Saatnya dibentuk lembaga pengawas terhadap ketiga lembaga penegakan hukum ini. KPK tentu tidak boleh tidak diawasi, mereka tetap harus dalam koridor hak asasi manusia dalam menjalankan fungsinya, tetapi juga harus didukung mekanisme yang jelas serta dukungan dari semua birokrasi. Misalnya kewenangan penyadapan yang dimiliki KPK harus diatur secara jelas sebab akan mengganggu hak asasi seseorang, di mana pun di dunia modern penyadapan itu harus seizin pengadilan. Persoalannya apakah hakim-hakim kita siap diketuk pintu tengah malam untuk diminta izinnya melakukan penyadapan dan izinnya akan turun dalam tempo satu jam.

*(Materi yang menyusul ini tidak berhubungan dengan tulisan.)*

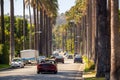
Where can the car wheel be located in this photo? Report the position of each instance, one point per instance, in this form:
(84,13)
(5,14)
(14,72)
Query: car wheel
(55,72)
(38,72)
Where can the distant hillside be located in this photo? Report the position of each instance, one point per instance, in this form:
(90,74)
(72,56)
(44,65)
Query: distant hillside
(60,19)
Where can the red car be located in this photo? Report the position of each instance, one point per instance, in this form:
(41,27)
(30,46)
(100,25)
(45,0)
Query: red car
(47,66)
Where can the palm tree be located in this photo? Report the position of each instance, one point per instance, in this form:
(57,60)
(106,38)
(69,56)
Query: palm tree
(12,47)
(103,39)
(2,21)
(115,46)
(24,24)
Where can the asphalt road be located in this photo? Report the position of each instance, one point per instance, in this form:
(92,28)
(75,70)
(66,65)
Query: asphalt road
(66,71)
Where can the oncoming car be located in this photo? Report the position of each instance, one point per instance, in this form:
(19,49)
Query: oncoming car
(47,66)
(17,62)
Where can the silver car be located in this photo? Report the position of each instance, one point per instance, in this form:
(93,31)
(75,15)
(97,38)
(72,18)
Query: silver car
(17,63)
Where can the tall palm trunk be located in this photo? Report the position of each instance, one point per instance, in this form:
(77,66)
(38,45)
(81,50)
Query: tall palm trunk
(24,24)
(41,29)
(12,46)
(103,39)
(115,42)
(30,33)
(2,21)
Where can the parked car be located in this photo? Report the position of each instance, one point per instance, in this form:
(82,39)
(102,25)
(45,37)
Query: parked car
(47,66)
(78,59)
(41,58)
(17,62)
(70,57)
(59,59)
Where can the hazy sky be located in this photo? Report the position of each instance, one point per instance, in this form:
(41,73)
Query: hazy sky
(64,5)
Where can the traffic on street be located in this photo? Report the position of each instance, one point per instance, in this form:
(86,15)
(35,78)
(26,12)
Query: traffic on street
(67,71)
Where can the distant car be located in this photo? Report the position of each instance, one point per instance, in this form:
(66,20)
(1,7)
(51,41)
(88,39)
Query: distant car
(18,62)
(54,55)
(47,66)
(78,59)
(59,59)
(70,57)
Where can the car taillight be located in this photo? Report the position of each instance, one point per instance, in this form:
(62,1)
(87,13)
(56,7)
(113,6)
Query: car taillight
(38,66)
(53,67)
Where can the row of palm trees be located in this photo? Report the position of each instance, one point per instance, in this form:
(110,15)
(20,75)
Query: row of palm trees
(97,21)
(45,13)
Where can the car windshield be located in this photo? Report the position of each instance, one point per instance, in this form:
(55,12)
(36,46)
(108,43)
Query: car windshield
(16,60)
(77,56)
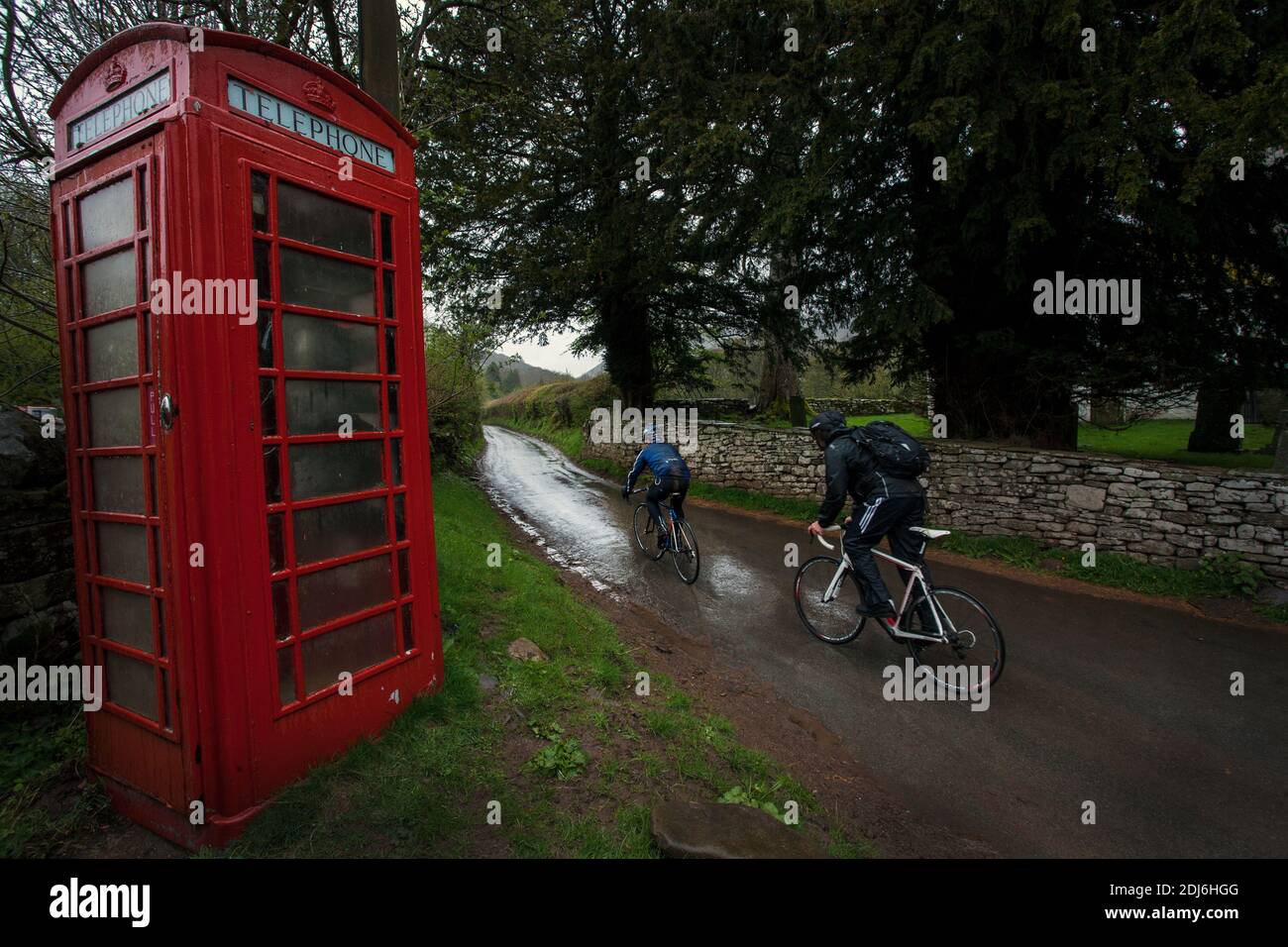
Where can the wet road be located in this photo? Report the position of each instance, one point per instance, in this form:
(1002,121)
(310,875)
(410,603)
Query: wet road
(1121,703)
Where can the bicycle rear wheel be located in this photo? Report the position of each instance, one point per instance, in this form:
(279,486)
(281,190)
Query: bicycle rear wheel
(975,650)
(645,534)
(686,556)
(828,617)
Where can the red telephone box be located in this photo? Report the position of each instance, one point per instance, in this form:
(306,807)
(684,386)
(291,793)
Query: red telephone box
(250,482)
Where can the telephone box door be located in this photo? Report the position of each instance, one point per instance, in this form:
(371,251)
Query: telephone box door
(330,532)
(117,372)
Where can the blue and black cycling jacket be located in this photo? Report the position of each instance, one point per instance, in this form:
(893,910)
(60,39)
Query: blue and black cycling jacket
(664,460)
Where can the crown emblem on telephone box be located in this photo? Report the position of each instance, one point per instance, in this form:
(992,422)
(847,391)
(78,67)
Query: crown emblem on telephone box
(316,93)
(115,76)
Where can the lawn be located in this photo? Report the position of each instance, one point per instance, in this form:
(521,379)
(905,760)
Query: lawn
(1160,440)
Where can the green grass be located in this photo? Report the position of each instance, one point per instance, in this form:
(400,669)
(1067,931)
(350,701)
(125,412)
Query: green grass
(44,799)
(1159,440)
(424,787)
(571,753)
(1166,440)
(1220,577)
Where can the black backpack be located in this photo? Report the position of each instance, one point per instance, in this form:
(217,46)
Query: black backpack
(898,453)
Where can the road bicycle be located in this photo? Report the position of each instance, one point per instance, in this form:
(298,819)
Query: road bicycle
(681,541)
(965,634)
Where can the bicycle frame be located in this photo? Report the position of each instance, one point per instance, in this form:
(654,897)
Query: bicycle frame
(917,578)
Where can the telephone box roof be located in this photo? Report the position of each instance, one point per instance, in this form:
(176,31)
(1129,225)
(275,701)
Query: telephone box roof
(219,38)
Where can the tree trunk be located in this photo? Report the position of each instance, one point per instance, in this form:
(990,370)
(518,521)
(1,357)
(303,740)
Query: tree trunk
(627,357)
(780,381)
(780,390)
(1219,398)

Polisi pun mengingat kedudukannya langsung di bawah presiden tentu mempunyai kedudukan yang sangat kuat. Oleh karena itu, apabila belum bisa dilakukan penataan secara kelembagaan dalam arti reposisi di bawah sebuah departemen, diperlukan lembaga pengawas yang kedudukannya langsung di bawah presiden juga sehingga ada kesederajatan dengan polisi. Demikian juga lembaga kejaksaan. Mengandalkan hanya kepada lembaga pengawas seperti komisi kepolisian dan komisi kejaksaan atau kepada inspektorat di masing-masing lembaga tidak akan meghasilkan kebaikan apa pun, dan masyarakat pun tidak percaya kepada kinerja lembaga inspektorat tersebut.

Masyarakat memerlukan pahlawan-pahlawan penegak hukum, bukan mafia peradilan. Semangat pahlawan yang jujur, ikhlas, dan tanpa pamrih seharusnya menjiwai semangat penegakan hukum. Sudah saatnya aparat penegak hukum tidak bermain-main dengan penegakan hukum dan keadilan masyarakat. Arah penegakan hukum harus ditujukan kepada pencapaian keadilan sejati bagi masyarakat.***

Penulis, Guru Besar Hukum Pidana & Sistem Peradilan Pidana Fakultas Hukum Unisba, Dosen Kopertis Wilayah IV Jawa Barat.